La main dans la poche, Emma hésite à sortir son mobile. Ce serait si simple d’appeler Stéphane et d’annuler. Pour quel mobile ? Stéphane sait-il l’inavouable ? Est-elle prise la main dans le sac ? Alors, immobile, elle attend, le souffle court, les idées folles, que l’audience commence entre eux.
Elle choisit d’appeler Mélodie, son amie serveuse, toujours heureuse, toujours amoureuse, jamais du même, jamais de problème. Elle saura la conseiller, la consoler. Ne plus réfléchir, ne pas fléchir, même s’il est un peu tard, même s’il est trop tard, pour Emma c’est maintenant.
***
Les Buttes-Chaumont, mon parc miroir. L’herbe est verte, le lac est vert, la roche est grise, le ciel est gris. Ici, tout est reflets. Sur l’arche du pont passent les piétons, sous les porches des restaurants aussi. Sur Pan, les passants jettent un regard fuyant, Marat, quant à lui a fuit depuis longtemps. Je suis assis sur le banc, face à la terrasse du café, et j’observe le manège incessant des passants. Les enfants en poussette croisent les vieillards en chaise. Stéphane passe haletant, puis Greg, en courant. Les vies se reflètent, les histoires comme l’histoire. Les pierres des immeubles qui s’élèvent alentour viennent des carrières creusées sous mes pieds. Le kiosque Art Nouveau se mire dans l’eau, le reflet ondoyant de ses colonnes imagine un art nouveau. Les tours parisiennes s’élèvent comme autant de belvédères. Ici, tout est miroir. Ma butte, jardin de vies au cœur de ma ville.
***
Le regard de Stéphane parcourt la terrasse. A la recherche des yeux bleus d’Emma, de ses cheveux blonds chahutés par le vent, de ses mains délicates, de ses épaules graciles. A la recherche de son sourire surtout, accueillant, apaisant, qui lui donnerait tous les courages. Là. Emma est là, mais son sourire n’y est pas.

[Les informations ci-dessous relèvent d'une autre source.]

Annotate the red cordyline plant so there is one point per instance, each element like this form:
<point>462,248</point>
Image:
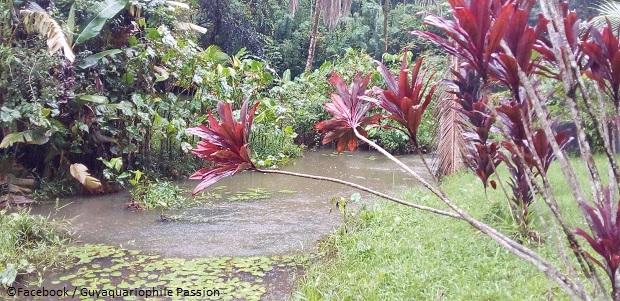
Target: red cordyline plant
<point>349,112</point>
<point>523,150</point>
<point>606,229</point>
<point>479,38</point>
<point>405,100</point>
<point>603,59</point>
<point>224,143</point>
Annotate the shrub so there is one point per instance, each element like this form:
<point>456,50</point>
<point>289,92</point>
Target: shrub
<point>30,244</point>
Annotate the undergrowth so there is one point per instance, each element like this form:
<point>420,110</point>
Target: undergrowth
<point>30,244</point>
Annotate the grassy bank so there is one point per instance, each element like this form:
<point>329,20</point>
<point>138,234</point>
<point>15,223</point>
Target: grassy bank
<point>389,252</point>
<point>29,244</point>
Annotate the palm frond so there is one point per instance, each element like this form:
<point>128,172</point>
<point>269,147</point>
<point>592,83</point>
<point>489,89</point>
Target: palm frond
<point>451,145</point>
<point>292,5</point>
<point>42,23</point>
<point>186,26</point>
<point>609,10</point>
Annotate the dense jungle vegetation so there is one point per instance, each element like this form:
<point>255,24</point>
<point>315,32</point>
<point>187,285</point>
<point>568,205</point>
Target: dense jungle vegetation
<point>97,96</point>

Le regard d’Emma trahit sa peur. En croisant celui de Stéphane, elle a tout de suite compris. Le pli inquiet au milieu du front, le coin des paupières tremblotant, les pupilles dilatées par l’adrénaline, et son sourire surtout, pressant, espérant, qui cherche le courage. Lasse. Emma est lasse, et son sourire ne vient pas.

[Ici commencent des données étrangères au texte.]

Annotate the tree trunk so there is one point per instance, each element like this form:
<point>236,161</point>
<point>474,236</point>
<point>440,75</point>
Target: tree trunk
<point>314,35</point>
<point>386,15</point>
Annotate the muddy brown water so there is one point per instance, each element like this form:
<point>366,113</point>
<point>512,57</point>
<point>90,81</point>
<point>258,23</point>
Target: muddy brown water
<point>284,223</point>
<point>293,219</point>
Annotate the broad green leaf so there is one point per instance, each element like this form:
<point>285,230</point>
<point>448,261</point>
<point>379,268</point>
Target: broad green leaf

Le regard de Greg est perçant. Un regard pour trouver Stéphane et peut-être perdre Emma. Son Emma, son secret depuis quelques mois. Il se souvient de ses paupières closes de plaisir, ses cheveux chahutés sur l’oreiller, ses mains délicates caressant son dos, ses épaules frémissant sous les baisers. Tout cela va disparaître. Là-bas, car Stéphane s’approche d’Emma et de sa poche sort la boîte.
***
La boîte, Emma la découvre presque avec soulagement, ce n’est pas un écrin, ce n’est donc pas une demande. Pour l’ouvrir il faut une clef. Là, le visage de Stéphane se décompose, là, le visage de Greg apparaît et dans sa main, la clef.
La clef tourne dans la serrure, remonte le mécanisme et le coffret s’ouvre dévoilant sa mélodie. La Marche Nuptiale s’envole devant le regard pétrifié de Stéphane, le regard stupéfait d’Emma, le regard mortifié de Greg.
Emma pleure devant ses deux amants. Larmes de joie ? Larmes de tristesse ? L’arme dans le dos de Stéphane qui apprend, maintenant, à ses dépends, l’existence des deux amants.
Les mains ouvertes d’Emma rejoignent celles de Greg. Il est la clef de cette histoire. Les mains serrées dans les poches, Stéphane dévale la pente, s’évade en transe, vers une rencontre inattendue.
***
Fuyant la mélodie nuptiale de la boîte, le couple quitte le parc pour rejoindre Mélodie, serveuse en boîte de nuit. Au pied de la butte, ils voient un attroupement, un accident, Stéphane renversé ; buté par un pare-choc, il part les pieds devant, dans une boîte. Aux Buttes-Chaumont, un homme est passé de l’autre côté du miroir.